Gosto de gatos, nunca fui amigo de cães. Aliás, sempre os temi. Acredito que o maior problema em relação a cães não seja propriamente com eles, mas, sim, com seus proprietários. Ontem mesmo noticiou-se que uma criança foi atacada por um pitbull. Criança de cinco anos, sobre um triciclo, dá de cara com um pitbull sem focinheira e enforcador. O responsável pelo cão acreditava na docilidade do animal que não correspondeu à sua crença: mordeu a bochecha da criança, causando graves ferimentos.
Mas, às cobras. Na minha infância vivi em lugarejo cercado por muito mato. Era, então, comum a presença de animais, alguns indesejáveis como cobras. Daí a existência de vários acontecimentos relacionados a essa categoria de animais. Num deles uma senhora sentava-se ao vaso do banheiro quando viu entrar, pelo vão embaixo da porta, um urutu cruzeiro. Foi um Deus nos acuda: desespero da mulher, porta arrombada e grande dificuldade para dar cabo ao animal.
Hoje noticia-se sobre um rapaz, morador da região do Distrito Federal, a quem se atribui a propriedade de dezesseis cobras raras. Aconteceu a ele ser picado por uma delas, a naja. Essa cobra não existe em nosso país. Sobre ela consta ser extremamente perigosa, não sendo agressiva, mas atacando para se defender. Seu veneno é mortal passados apenas sessenta minutos de sua inoculação em seres humanos. Por enquanto o proprietário da naja encontra-se hospitalizado e em estado grave embora tenha recebido o soro antiofídico específico para najas.

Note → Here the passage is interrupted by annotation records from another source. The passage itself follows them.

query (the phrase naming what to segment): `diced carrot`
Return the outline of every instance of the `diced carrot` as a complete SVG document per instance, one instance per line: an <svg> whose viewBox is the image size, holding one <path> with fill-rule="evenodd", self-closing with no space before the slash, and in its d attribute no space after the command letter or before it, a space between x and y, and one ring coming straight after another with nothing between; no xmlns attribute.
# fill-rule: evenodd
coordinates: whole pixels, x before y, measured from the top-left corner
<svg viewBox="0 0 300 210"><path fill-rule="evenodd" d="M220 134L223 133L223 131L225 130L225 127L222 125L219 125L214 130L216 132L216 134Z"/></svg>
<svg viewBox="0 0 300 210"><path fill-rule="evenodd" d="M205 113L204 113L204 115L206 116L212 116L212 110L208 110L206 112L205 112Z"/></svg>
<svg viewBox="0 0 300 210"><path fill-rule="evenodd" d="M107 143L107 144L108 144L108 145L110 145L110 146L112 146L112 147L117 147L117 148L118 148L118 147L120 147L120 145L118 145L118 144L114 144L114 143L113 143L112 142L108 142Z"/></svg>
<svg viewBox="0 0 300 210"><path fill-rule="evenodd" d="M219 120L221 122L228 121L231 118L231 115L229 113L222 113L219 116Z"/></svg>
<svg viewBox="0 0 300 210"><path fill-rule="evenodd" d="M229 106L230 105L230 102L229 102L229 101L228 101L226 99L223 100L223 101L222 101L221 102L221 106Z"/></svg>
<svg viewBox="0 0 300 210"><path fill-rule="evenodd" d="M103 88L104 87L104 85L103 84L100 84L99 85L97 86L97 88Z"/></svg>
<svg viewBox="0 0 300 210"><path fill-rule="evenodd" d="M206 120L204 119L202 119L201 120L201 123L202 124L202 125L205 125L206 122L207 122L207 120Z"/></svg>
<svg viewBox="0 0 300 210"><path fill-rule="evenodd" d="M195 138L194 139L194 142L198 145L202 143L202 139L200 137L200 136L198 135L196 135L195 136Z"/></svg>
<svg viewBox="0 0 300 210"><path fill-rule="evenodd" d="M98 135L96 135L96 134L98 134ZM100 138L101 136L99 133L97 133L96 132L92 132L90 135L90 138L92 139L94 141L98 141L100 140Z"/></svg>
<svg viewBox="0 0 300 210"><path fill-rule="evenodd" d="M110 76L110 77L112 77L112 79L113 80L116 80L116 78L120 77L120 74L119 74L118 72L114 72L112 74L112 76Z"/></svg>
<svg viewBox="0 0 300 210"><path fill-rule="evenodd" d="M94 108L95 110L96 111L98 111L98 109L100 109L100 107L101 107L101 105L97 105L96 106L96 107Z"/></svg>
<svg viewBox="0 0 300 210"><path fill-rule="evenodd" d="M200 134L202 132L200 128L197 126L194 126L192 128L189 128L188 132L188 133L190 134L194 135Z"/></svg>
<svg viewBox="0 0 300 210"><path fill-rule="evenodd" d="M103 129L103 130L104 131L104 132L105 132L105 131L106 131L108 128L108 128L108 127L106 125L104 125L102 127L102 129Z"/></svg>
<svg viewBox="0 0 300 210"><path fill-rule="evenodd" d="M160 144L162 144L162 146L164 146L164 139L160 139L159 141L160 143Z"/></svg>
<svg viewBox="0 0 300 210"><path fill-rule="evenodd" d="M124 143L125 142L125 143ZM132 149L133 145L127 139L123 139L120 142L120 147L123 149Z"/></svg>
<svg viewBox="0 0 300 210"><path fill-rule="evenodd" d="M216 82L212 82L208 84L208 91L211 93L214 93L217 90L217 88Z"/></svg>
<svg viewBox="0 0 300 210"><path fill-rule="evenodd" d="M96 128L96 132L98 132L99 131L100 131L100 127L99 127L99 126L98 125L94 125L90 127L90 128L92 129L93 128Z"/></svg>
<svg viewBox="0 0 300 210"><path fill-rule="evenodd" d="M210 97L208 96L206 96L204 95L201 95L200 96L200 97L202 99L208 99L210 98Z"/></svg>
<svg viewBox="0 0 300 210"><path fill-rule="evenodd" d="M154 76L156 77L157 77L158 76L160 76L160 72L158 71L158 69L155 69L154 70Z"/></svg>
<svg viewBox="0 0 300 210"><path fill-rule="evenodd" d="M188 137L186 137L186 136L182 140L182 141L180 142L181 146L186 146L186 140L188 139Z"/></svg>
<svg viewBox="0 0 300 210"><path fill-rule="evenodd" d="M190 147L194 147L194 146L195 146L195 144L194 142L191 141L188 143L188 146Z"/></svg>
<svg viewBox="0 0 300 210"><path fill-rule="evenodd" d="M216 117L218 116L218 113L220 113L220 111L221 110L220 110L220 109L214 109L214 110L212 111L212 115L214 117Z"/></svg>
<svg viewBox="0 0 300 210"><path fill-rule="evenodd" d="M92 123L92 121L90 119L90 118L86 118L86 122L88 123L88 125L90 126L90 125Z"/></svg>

O caso de todo inusitado chama a atenção para os cuidados relativos aos perigos de convivência com animais perigosos. Em algumas regiões do país é comum a presença de animais peçonhentos como cobras, escorpiões etc. Manter crianças e adultos ao abrigo da possibilidade de serem atingidos por seres dessa natureza é cuidado indispensável para evitar acidentes indesejáveis.